Click here to enlarge image

The spent bed material is in the bottom of the furnace in the lower portion of the bed. From the rear wall at the bottom of the furnace the coarser, heavier ash is discharged to the two stripper-coolers. Air is used to facilitate the discharge of the bottom ash. Each stripper-cooler is utilized to strip the fines from the ash, channelling them back to the furnace and to cool the remaining coarser ash. Bed material is admitted into the stripper-cooler when the furnace bed level reaches a set value. The bottom ashes, which are about three per cent by weight of the fired RDF, are disposed in a landfill for non-hazardous waste.

Non-hazardous waste

The flue gas cleaning system is very simple and reflects the philosophy which inspired the design of the unit: an intrinsically clean power plant firing a real fuel instead of an incinerator followed by a complicated chemical plant to clean the flue gases. The flue gases are cooled to 130°C by finely dispersed water droplets which vaporize to yield the optimum moisture content for pollutants removal. The flue gases are then sent to the Venturi dry reactor where hydrated lime and activated carbon are pneumatically injected in the flue gases for the removal of acid components and pollutants.

The fly ash, the reaction products, the activated carbon and the unreacted lime are then retained by the bags of the fabric filter and periodically removed from the bag by air jet pulses and collected in the filter hoppers.
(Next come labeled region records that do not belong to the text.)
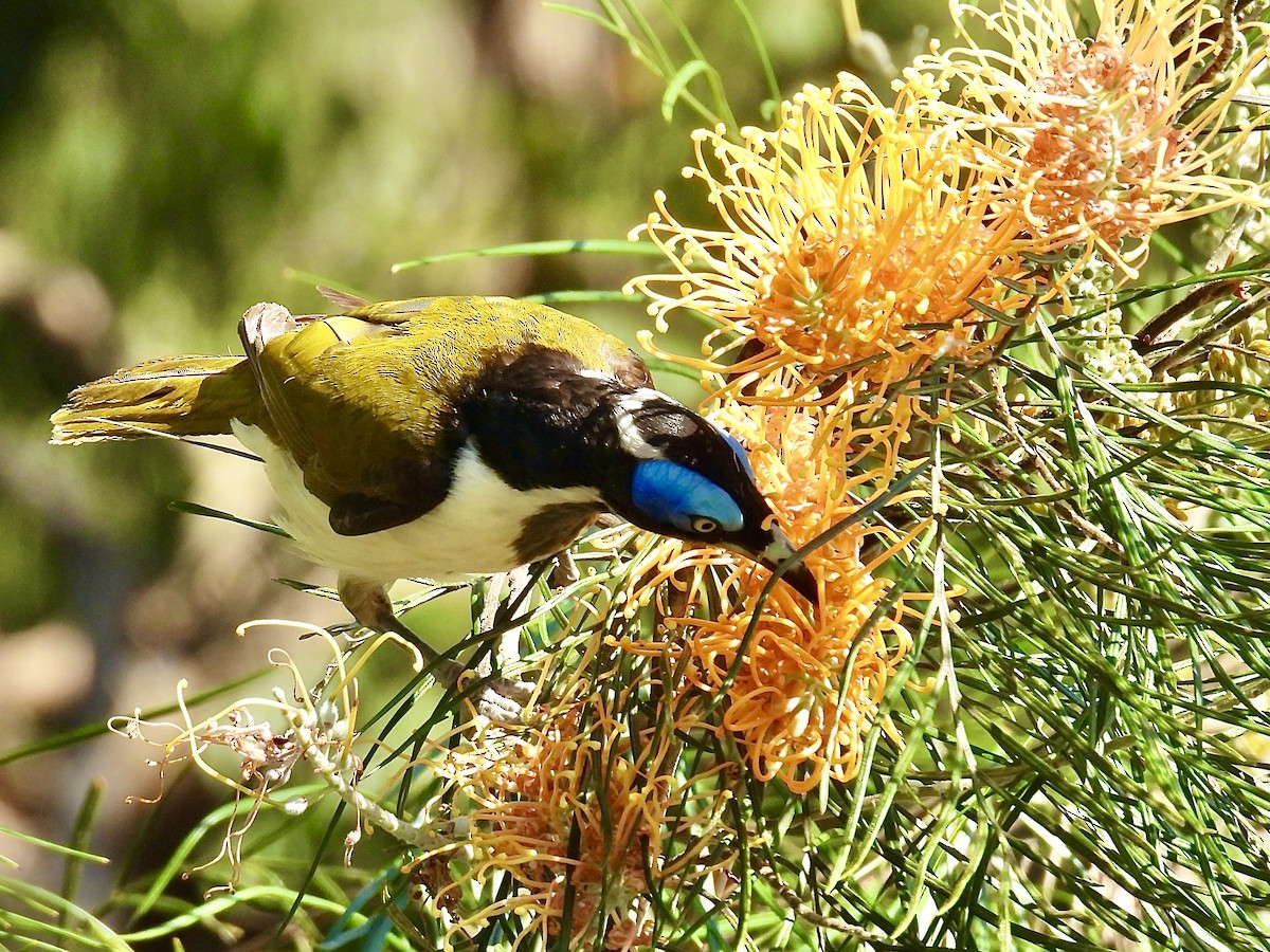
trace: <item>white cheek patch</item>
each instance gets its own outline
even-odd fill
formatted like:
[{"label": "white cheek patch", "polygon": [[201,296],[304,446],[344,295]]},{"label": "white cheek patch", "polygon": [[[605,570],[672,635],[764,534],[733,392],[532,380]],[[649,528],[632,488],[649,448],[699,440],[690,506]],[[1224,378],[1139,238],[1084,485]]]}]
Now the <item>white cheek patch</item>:
[{"label": "white cheek patch", "polygon": [[635,423],[635,411],[643,409],[650,400],[665,400],[665,396],[655,390],[640,387],[632,393],[625,393],[613,406],[613,420],[617,424],[617,440],[622,449],[636,459],[657,459],[662,451],[644,439],[644,434]]}]

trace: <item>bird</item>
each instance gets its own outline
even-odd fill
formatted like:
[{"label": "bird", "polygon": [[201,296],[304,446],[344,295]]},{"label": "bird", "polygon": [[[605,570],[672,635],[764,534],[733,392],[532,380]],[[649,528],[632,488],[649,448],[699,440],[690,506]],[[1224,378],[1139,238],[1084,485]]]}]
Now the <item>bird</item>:
[{"label": "bird", "polygon": [[394,581],[509,571],[606,512],[784,567],[817,603],[744,447],[655,390],[616,336],[507,297],[320,291],[339,314],[249,308],[241,357],[161,358],[77,387],[51,442],[232,434],[264,462],[279,528],[335,570],[357,623],[415,644]]}]

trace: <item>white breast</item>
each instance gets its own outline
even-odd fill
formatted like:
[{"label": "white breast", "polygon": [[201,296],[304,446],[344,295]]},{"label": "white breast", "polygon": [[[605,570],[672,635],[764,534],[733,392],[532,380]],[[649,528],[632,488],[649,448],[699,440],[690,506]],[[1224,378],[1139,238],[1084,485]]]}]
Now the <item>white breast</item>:
[{"label": "white breast", "polygon": [[278,498],[278,526],[300,552],[342,575],[364,581],[432,579],[461,581],[508,571],[521,564],[516,539],[525,520],[560,503],[598,503],[594,490],[516,490],[489,468],[471,446],[458,453],[450,495],[436,509],[405,526],[366,536],[340,536],[330,528],[330,509],[305,489],[304,475],[258,426],[234,421],[234,435],[264,459]]}]

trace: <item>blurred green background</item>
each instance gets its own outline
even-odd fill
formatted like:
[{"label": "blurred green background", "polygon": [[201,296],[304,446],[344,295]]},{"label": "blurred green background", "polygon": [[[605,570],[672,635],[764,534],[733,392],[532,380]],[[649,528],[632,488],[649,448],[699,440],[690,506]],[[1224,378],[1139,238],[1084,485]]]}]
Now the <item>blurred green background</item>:
[{"label": "blurred green background", "polygon": [[[671,6],[738,119],[762,122],[768,93],[737,8]],[[673,37],[659,4],[644,8]],[[782,94],[842,69],[884,88],[888,48],[903,62],[947,29],[941,0],[865,5],[878,37],[855,46],[837,0],[751,9]],[[264,650],[232,637],[245,619],[343,619],[271,581],[330,581],[276,539],[168,508],[265,518],[258,467],[174,444],[51,448],[47,418],[71,387],[150,357],[227,353],[257,301],[324,307],[309,275],[375,298],[620,287],[652,259],[390,265],[622,237],[658,188],[691,218],[700,195],[679,169],[700,121],[682,104],[665,121],[664,89],[621,41],[532,0],[0,6],[0,751],[170,701],[182,677],[198,691],[250,670]],[[638,305],[570,310],[629,339],[644,324]],[[145,755],[104,737],[11,763],[0,826],[62,840],[103,777],[90,845],[117,856],[147,819],[123,803],[154,792]],[[175,831],[220,796],[182,790],[188,809],[164,820]],[[20,876],[57,876],[22,844],[0,854]]]}]

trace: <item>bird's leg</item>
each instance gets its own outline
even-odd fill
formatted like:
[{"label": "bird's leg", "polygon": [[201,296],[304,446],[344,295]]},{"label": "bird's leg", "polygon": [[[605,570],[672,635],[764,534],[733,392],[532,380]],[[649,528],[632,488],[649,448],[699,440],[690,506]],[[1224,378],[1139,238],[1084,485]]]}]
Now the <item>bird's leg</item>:
[{"label": "bird's leg", "polygon": [[[493,631],[498,625],[498,611],[503,604],[504,588],[507,589],[507,604],[514,605],[521,600],[521,595],[525,594],[525,589],[528,588],[531,580],[532,574],[527,565],[512,569],[509,572],[499,572],[490,576],[485,585],[485,602],[481,604],[480,618],[476,622],[478,631]],[[498,644],[494,646],[494,660],[499,668],[505,668],[521,660],[519,628],[509,628],[499,635]],[[489,661],[483,661],[479,670],[481,674],[490,674]]]},{"label": "bird's leg", "polygon": [[[443,659],[436,649],[425,644],[415,632],[392,612],[392,600],[387,589],[377,581],[339,578],[337,585],[339,600],[349,611],[358,625],[372,631],[396,635],[414,645],[427,665],[432,668],[437,680],[448,688],[458,689],[460,678],[467,670],[457,661]],[[490,720],[514,724],[522,720],[523,702],[528,699],[527,685],[497,678],[483,687],[476,694],[476,710]]]}]

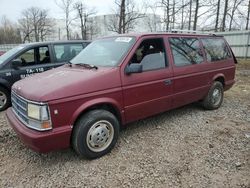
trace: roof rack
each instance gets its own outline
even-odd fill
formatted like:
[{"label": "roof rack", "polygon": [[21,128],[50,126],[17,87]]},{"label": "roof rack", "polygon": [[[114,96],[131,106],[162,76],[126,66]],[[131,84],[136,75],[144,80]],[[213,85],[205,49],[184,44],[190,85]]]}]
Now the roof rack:
[{"label": "roof rack", "polygon": [[171,33],[196,33],[196,34],[209,34],[209,35],[215,35],[212,32],[207,31],[194,31],[194,30],[183,30],[183,29],[171,29]]}]

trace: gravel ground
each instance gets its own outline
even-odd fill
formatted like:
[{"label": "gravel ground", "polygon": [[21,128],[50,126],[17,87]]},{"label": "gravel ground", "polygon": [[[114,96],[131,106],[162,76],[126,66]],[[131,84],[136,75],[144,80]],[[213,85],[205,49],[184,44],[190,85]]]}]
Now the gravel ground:
[{"label": "gravel ground", "polygon": [[112,152],[26,148],[0,113],[0,187],[250,187],[250,62],[222,107],[191,104],[132,123]]}]

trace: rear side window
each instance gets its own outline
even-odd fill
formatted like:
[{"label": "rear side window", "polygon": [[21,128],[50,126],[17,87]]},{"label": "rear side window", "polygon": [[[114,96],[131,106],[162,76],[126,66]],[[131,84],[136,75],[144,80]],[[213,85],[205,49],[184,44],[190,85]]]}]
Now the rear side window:
[{"label": "rear side window", "polygon": [[199,64],[203,61],[197,38],[172,37],[169,38],[169,43],[176,66]]},{"label": "rear side window", "polygon": [[82,44],[56,44],[54,45],[55,56],[58,62],[69,61],[83,49]]},{"label": "rear side window", "polygon": [[201,39],[204,46],[207,61],[213,62],[231,57],[225,41],[221,38],[203,38]]}]

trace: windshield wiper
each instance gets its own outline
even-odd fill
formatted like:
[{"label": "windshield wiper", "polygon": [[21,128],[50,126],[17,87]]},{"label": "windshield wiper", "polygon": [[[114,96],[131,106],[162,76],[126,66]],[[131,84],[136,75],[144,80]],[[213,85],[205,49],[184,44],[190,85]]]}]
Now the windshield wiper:
[{"label": "windshield wiper", "polygon": [[79,66],[82,66],[82,67],[85,67],[85,68],[88,68],[88,69],[96,69],[96,70],[98,69],[97,66],[86,64],[86,63],[76,63],[75,65],[79,65]]},{"label": "windshield wiper", "polygon": [[66,64],[69,65],[70,67],[72,67],[71,61],[68,61]]}]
The cleaned flue gases are taken by the induced draught fan and then exhausted to the atmosphere. The fly ash that is collected is partially recycled to recover unreacted lime and carbon and partially sent to the storage silos for further processing.

Without further treatment fly ash is classified as a hazardous substance so it is treated in a cold process to meet the requirements for non-hazardous waste landfilling. Fly ash is mixed with cement and water and poured in bags.

From tests on samples of fly ash, it is expected that fly ash from the combustion of RDF can pass the leaching test without any inertization treatment. Thanks to the quality of the combustion process there is no need for a DeNOx system to meet the NOx emission limit. The expected values for NOx is less than 140 mg/Nm3.